Kass Sees Risk: On Tuesday, Kass said ARK fund manager Cathie Wood has been overly aggressive in investing in overvalued, momentum-driven story stocks.
The explosion in ARK’s assets under management, including $20 billion in inflows in the last three weeks, has now created an extremely risky situation, he said.
“An ARK unwind represents a bona fide market risk now,” Kass said.
“Over the last two weeks I have cautioned about the risks that ARK’s virtuous cycle — perpetuated by massive inflows — runs the risk of being a vicious cycle should outflows commence as Cathie Wood runs her portfolio at 200 miles per hour.”

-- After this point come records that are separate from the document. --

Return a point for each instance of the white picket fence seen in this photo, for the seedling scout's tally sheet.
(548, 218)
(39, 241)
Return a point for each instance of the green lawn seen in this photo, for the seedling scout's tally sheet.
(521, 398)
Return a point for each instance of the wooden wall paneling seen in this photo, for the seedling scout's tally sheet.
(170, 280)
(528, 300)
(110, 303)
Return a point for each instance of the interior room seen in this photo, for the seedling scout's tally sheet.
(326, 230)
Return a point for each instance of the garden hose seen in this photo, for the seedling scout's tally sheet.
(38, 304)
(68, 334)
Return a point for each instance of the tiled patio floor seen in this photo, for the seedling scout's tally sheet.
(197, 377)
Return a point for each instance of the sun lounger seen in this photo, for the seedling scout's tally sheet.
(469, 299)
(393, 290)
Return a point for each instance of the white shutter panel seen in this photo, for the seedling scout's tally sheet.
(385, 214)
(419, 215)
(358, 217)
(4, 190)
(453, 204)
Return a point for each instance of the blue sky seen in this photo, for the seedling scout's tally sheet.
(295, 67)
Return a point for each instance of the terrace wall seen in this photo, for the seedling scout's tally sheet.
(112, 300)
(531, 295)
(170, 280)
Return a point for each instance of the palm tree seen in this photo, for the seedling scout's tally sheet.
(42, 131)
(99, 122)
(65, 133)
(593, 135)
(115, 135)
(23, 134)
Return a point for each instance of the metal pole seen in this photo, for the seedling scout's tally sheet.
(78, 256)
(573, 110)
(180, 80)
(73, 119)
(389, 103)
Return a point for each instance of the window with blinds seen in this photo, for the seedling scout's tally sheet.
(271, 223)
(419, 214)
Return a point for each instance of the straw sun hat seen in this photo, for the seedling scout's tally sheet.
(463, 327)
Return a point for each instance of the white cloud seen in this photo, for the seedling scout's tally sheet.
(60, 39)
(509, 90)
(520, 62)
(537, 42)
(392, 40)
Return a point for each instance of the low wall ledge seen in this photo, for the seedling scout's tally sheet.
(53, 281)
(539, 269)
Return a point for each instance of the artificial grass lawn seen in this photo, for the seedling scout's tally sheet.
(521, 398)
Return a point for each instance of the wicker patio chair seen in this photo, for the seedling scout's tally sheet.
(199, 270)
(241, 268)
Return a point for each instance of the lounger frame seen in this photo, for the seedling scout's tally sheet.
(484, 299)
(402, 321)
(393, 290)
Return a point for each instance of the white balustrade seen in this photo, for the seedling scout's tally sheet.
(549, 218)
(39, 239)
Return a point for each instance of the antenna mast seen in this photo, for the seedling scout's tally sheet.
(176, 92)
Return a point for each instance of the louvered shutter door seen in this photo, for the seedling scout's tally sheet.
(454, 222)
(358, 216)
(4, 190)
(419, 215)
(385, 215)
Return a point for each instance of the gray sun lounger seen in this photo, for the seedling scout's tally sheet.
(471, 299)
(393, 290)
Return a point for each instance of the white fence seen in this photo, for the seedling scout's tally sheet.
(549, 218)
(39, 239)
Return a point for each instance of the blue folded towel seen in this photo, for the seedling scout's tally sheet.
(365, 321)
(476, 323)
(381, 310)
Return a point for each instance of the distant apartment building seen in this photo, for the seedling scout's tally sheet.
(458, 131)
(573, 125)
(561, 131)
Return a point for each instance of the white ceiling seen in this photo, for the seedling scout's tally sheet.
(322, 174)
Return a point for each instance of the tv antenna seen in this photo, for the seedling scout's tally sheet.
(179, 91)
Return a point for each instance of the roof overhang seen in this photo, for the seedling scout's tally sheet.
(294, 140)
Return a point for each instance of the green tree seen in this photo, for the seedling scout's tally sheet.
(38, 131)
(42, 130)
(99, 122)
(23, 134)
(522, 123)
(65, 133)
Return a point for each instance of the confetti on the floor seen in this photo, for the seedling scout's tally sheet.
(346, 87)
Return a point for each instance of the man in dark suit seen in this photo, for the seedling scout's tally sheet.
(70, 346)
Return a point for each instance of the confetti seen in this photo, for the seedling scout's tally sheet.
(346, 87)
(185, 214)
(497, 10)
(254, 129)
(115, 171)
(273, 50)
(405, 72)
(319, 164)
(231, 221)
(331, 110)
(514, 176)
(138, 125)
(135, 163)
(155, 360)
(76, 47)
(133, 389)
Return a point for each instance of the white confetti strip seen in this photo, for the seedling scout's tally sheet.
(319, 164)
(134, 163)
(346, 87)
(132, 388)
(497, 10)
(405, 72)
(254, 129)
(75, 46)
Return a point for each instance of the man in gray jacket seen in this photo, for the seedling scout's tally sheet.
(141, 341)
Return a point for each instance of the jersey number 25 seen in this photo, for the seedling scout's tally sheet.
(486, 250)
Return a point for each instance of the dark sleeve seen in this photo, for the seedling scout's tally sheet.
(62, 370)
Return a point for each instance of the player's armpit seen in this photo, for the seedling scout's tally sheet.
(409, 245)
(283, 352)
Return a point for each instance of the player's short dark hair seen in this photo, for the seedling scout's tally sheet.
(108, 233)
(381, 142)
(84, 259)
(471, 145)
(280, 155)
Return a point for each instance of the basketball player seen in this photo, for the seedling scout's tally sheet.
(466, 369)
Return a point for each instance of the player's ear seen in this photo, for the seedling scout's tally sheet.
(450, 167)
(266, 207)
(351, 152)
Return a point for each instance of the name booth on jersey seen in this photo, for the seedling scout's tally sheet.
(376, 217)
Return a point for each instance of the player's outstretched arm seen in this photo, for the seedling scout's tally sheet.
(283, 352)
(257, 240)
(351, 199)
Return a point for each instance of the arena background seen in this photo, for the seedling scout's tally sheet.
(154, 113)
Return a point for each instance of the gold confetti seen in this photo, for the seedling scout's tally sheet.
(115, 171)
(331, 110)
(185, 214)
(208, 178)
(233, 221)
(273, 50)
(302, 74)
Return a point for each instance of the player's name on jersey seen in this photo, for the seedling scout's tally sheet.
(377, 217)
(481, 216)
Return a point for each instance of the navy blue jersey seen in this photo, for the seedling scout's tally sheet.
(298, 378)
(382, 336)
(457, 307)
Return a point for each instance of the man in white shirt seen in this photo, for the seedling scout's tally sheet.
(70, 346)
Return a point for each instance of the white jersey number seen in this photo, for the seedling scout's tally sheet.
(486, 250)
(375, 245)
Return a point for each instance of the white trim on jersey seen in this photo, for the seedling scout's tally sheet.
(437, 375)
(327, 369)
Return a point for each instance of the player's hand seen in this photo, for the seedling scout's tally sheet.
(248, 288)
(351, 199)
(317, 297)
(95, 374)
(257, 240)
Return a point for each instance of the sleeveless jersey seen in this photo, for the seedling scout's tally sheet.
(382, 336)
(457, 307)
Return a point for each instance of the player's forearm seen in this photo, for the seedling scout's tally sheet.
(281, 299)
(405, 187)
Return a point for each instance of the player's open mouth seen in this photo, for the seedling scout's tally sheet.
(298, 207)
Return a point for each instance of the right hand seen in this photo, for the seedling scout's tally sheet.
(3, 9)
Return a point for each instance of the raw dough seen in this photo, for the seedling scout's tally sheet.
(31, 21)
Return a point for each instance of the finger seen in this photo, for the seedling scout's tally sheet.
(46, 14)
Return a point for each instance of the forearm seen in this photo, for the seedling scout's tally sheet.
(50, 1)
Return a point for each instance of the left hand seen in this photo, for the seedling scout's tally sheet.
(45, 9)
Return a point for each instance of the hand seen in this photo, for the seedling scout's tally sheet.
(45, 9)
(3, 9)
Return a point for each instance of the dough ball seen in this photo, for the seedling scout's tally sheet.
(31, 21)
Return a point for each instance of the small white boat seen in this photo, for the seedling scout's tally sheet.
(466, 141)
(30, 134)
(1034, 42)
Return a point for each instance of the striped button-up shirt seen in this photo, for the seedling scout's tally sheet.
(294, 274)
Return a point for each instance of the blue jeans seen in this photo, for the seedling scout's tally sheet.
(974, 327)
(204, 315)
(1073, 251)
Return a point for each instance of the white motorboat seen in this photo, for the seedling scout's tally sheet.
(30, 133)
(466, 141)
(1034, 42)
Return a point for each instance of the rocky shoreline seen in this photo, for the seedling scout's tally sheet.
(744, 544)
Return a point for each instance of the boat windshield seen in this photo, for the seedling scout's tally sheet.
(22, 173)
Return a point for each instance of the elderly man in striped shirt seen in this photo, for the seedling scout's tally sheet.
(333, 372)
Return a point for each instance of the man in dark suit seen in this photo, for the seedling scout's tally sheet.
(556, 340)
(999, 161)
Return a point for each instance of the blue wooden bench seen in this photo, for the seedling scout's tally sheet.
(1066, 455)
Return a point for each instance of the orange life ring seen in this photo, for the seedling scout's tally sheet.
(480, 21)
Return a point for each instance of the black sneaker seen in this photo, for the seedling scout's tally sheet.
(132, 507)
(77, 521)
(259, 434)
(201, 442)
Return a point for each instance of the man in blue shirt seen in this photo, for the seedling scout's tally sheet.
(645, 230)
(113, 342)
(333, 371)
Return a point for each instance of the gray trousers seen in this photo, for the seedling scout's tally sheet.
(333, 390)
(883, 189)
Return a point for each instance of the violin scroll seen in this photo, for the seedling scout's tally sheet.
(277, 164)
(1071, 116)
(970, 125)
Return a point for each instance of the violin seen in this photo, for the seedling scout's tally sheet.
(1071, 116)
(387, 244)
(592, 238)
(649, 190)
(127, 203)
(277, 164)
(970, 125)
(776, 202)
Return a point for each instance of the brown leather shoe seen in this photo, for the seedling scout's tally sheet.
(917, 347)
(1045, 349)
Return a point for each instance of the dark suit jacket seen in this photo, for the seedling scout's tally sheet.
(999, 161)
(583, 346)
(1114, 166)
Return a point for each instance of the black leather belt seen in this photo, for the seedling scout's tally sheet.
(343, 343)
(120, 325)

Kass On Wood’s Aggressive Strategy: Wood’s strategy of buying high-flying momentum stocks has paid off in a big way for investors up to this point.
Even after the recent sell-off, the ARKK fund is up 132% overall in the last year. Yet Kass said the positive feedback loop of momentum stock buying driving higher stock prices and more fund inflows can easily be reversed if the inflows get flipped to outflows.
The buying frenzy in the cryptocurrency market has inflated the valuations of stocks with ties to Bitcoin, he said. In addition to a short position in ARKK, Kass has a short position in ARKK’s largest holding, Tesla Inc (NASDAQ: TSLA). He is also short other ARKK holdings exposed to Bitcoin, including MicroStrategy Incorporated (NASDAQ: MSTR), Canaan Inc – ADR (NASDAQ: CAN) and Riot Blockchain Inc (NASDAQ: RIOT).
Kass said he has witnessed the ARK Invest phenomenon many times before throughout the years, including with Gerry Tsai’s Manhattan Fund, Tom Marsico’s Janus, Ryan Jacob’s Internet Fund, and Kevin Landis’ The Firsthand Funds.
“The names just change and it always ends badly,” he said.
Benzinga’s Take: Funds like ARKK that invest aggressively in high-beta stocks tend to outperform the market significantly during periods of market strength and underperform significantly during periods of market weakness, such as the last two weeks.
If ARKK investors are patient enough to ride out the market volatility and stick with Wood in the long-term, the fund won’t have any problem navigating the market volatility. But if ARKK newcomers lack the patience to stick with the fund, the feedback loop Kass mentioned could make things ugly, fast.